The NWSL is the first professional team sports league in the United States to return to the field amid the pandemic. Teams arrived Wednesday in Utah, where they'll be sequestered for the duration of the World Cup-style tournament. The final is set for July 26.

Known as Rocky, Rodriguez is one of the players to watch in the tournament.

“The NWSL is already very competitive, let alone in a tournament where every game counts and every point counts,” she said. "It’s going to be a lot. So excited for sure and also aware of the mental challenge that it’s going to be."

Rodriguez's dad played professionally and for the Costa Rican national team, and she was hooked on the sport at an early age. Turns out she was also talented: in elementary school she played for a high school team. A clear prodigy, she was just 11 when she was brought in to train with the national team.

“I knew that I wanted to play professional soccer, I knew that I wanted to play on the national team, but I wasn’t too aware of where because women’s soccer, when I was little, wasn’t too popular. I mean, my role model was Ronaldinho,” she said. “I only knew that I want to play soccer, but I wasn’t sure where. My dad would tell me, 'Rocky, you know, in America you can get a scholarship and you can get your degree and you should go.'”

Rodriguez ended up at Penn State. She won the MAC Hermann Trophy during her senior year as the nation's best player after scoring the winning goal for the Nittany Lions in the College Cup championship game against Duke.

The summer before that, she had scored Costa Rica's first-ever World Cup goal when Las Ticas played in Canada.

She was the second overall pick in the 2016 NWSL draft, going to Sky Blue, and went on to be named the league's Rookie of the Year.

She was traded to the Thorns earlier this year. Portland, which won league championships in 2013 and 2017, finished third last season after falling to the Chicago Red Stars in the semifinals.

Among her new teammates are U.S. national team players Becky Sauerbrunn and Lindsey Horan, as well as Canadian Christine Sinclair, soccer's all-time leading international scorer.

“She brings all-around tenacity, all-around quality and intelligence,” Thorns coach Mark Parsons said about Rodriguez. “She's a player that loves to be on the ball, loves to be in spaces where she can create, score goals and also defend, disrupt, and break up play.”

The Challenge Cup has already faced, well, challenges. The Orlando Pride had to withdraw from the tournament earlier this week after six players and four staff members tested positive for COVID-19.

That whittled the field down to eight teams.

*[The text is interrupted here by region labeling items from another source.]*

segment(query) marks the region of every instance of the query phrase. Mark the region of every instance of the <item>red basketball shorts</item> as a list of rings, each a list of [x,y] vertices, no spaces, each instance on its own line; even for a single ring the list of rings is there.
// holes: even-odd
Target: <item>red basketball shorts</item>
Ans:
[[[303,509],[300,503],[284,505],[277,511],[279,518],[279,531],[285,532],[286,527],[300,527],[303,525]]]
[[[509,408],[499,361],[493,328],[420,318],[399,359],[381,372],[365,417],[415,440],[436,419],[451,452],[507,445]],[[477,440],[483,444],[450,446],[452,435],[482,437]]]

Portland plays the defending champion Courage on national television in the opener, while the Chicago Red Stars play the Washington Spirit in the late match.

Nine players from the U.S. national team that won the World Cup in France last year are playing in the tournament. Megan Rapinoe, Tobin Heath (a Thorns teammate) and Christen Press opted out, while Carli Lloyd and Mallory Pugh are injured, and Orlando's Alex Morgan gave birth to a daughter last month. Ali Krieger, Ashlyn Harris and Emily Sonnett from the Pride will miss out after the team's withdrawal.

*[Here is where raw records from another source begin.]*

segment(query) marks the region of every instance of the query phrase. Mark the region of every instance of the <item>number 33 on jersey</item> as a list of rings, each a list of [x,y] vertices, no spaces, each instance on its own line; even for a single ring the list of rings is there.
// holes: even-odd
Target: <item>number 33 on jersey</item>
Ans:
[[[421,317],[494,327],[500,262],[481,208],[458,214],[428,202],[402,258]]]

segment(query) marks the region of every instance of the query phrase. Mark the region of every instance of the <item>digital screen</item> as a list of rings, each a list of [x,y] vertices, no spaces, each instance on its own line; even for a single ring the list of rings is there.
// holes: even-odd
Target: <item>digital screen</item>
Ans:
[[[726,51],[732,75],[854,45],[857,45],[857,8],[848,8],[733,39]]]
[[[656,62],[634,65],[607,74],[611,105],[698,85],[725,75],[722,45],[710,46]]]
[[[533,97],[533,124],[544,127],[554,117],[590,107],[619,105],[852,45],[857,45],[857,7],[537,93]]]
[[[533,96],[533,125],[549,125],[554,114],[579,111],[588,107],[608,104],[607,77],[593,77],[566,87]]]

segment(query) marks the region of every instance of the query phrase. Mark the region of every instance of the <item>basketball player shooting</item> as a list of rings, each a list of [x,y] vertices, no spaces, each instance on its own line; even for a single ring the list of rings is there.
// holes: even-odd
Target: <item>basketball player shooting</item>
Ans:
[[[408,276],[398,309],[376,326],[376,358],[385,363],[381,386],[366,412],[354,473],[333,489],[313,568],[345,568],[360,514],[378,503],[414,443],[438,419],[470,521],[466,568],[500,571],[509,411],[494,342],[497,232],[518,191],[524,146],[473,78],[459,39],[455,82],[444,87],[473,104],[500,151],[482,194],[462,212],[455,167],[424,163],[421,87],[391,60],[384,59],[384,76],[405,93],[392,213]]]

Players were allowed to opt out because of safety concerns without losing salaries or insurance.

Rodriguez acknowledged the risks, but at the same time she hopes the tournament brings new fans to the women's game.

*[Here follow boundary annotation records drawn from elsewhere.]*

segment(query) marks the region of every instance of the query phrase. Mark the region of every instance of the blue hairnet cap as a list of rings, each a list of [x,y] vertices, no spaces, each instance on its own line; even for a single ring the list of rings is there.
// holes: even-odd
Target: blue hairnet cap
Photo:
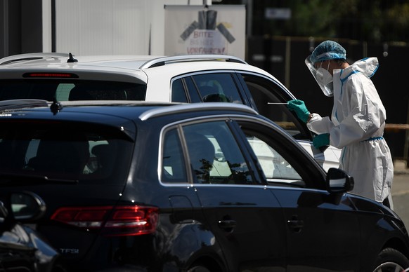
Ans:
[[[310,57],[312,63],[333,59],[346,59],[345,49],[334,41],[323,41],[316,47]]]

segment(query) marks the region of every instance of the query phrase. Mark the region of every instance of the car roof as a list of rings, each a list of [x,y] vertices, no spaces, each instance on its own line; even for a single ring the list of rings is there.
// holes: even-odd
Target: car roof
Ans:
[[[54,107],[54,109],[53,108]],[[129,119],[148,120],[155,117],[183,113],[230,112],[259,115],[249,107],[230,102],[178,103],[152,102],[145,101],[92,100],[47,102],[41,100],[15,100],[0,101],[0,118],[20,112],[49,112],[58,115],[65,112],[79,112],[82,114],[111,115]],[[51,112],[50,112],[51,111]],[[4,113],[4,114],[1,114]],[[4,114],[7,113],[7,114]]]
[[[244,60],[225,55],[185,55],[176,56],[160,55],[84,55],[74,56],[71,53],[37,53],[15,55],[0,59],[0,67],[15,68],[52,67],[63,64],[72,64],[76,67],[92,65],[110,67],[111,68],[127,68],[132,69],[144,69],[164,66],[167,64],[186,62],[193,61],[230,62],[247,64]],[[63,66],[61,66],[63,65]],[[67,65],[68,67],[68,65]]]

“The NWSL has been doing a great job of just communicating how things are gonna be in this bubble, once we get there. We’re just navigating through the challenges, everything has a challenge," Rodriguez said. "Of course, the league is doing the best they can to make this a successful one. So hopefully it brings a little bit of enjoyment in this crazy year, not only for the players, but for the fans. And hopefully we can pick up more fans throughout the country.”